The largest solar-panel installation today is a 23-megawatt park in Spain, according to PV Resources, while Florida Power and Light is building a 300-megawatt solar-thermal plant using technology from Ausra (see FPL and PG&E Back Solar-Thermal and Ausra to Build 177-Megawatt Solar-Thermal Plant).

"It’s mainly a function of economics," Wilder said. "It would be bloody expensive to produce [that much] electricity using flat panels. It’s hard to say when and if that’ll happen."

Speed of Cost Fall Uncertain

The truth is, because concentrating solar power is still at such an early stage, with only a handful of examples online, it’s difficult to predict how quickly costs will fall, Bradford said.

"It’s a little easier to know what the costs of PV will be because it is already at scale, and some of these other technologies aren’t," he said. "PV is going to get cheaper than it is today, in line with our forecast in normal experience curves that we all understand. The degree to which CSP will be competitive with that will determine whether it can meet or exceed those cost improvements in PV."

Bradford said he thinks concentrating solar power will do well in the sunniest climates, as well as in applications where heat, as well as electricity, is needed. While the ability to store heat is an advantage today, the amount of that advantage will vary depending upon whether good electricity-storage technologies -- such as better batteries -- also emerge, he said.

"It’s kind of a race for that utility-scale market," he said. "There are advantages and disadvantages to each of the technologies, and one might be better than the others in particular types of locations."

But the key factor in determining which technology will dominate utility-scale installations will be cost, he said.
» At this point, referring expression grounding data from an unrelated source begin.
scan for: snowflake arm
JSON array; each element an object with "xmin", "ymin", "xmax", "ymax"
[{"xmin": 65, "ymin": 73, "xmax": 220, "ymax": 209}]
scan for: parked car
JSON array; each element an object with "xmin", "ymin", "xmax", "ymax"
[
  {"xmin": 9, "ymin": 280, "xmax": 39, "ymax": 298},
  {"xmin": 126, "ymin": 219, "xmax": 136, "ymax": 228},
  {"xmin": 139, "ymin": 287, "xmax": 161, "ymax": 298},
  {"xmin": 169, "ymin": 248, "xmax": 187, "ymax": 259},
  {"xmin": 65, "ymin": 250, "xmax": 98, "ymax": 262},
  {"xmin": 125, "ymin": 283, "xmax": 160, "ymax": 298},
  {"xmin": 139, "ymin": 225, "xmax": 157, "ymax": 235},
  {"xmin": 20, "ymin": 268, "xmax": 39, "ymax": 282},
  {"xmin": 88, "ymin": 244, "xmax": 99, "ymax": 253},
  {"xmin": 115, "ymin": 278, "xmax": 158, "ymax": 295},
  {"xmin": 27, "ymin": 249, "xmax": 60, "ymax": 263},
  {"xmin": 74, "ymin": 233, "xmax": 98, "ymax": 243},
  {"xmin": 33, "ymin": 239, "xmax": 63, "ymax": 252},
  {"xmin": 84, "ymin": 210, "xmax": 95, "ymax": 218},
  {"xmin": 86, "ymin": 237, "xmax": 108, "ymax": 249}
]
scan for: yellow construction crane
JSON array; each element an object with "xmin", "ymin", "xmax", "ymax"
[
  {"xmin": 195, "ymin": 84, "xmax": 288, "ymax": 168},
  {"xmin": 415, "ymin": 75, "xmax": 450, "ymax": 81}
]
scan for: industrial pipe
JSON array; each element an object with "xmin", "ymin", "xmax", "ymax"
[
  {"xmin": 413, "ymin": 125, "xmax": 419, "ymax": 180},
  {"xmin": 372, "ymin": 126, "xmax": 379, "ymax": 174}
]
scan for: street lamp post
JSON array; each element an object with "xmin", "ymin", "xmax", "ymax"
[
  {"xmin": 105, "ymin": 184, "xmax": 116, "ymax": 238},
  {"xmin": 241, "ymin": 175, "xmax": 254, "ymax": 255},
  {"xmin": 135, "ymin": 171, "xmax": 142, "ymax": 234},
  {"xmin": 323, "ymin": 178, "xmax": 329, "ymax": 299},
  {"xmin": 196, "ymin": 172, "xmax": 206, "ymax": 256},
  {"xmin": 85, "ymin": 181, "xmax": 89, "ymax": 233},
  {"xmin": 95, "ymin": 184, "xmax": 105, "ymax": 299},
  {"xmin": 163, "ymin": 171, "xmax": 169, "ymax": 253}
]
"The question about [solar-thermal] will be the dominant technology for utility-scale solar applications depends solely on its ability to get cheaper faster than PV, and that will be somewhat a function of how quickly it will be deployed and scaled up," he said. "CSP doesn’t just have to get cheaper than it is today, which it will, it has to also get cheaper than PV gets cheaper if it wants to continue to grow in market share."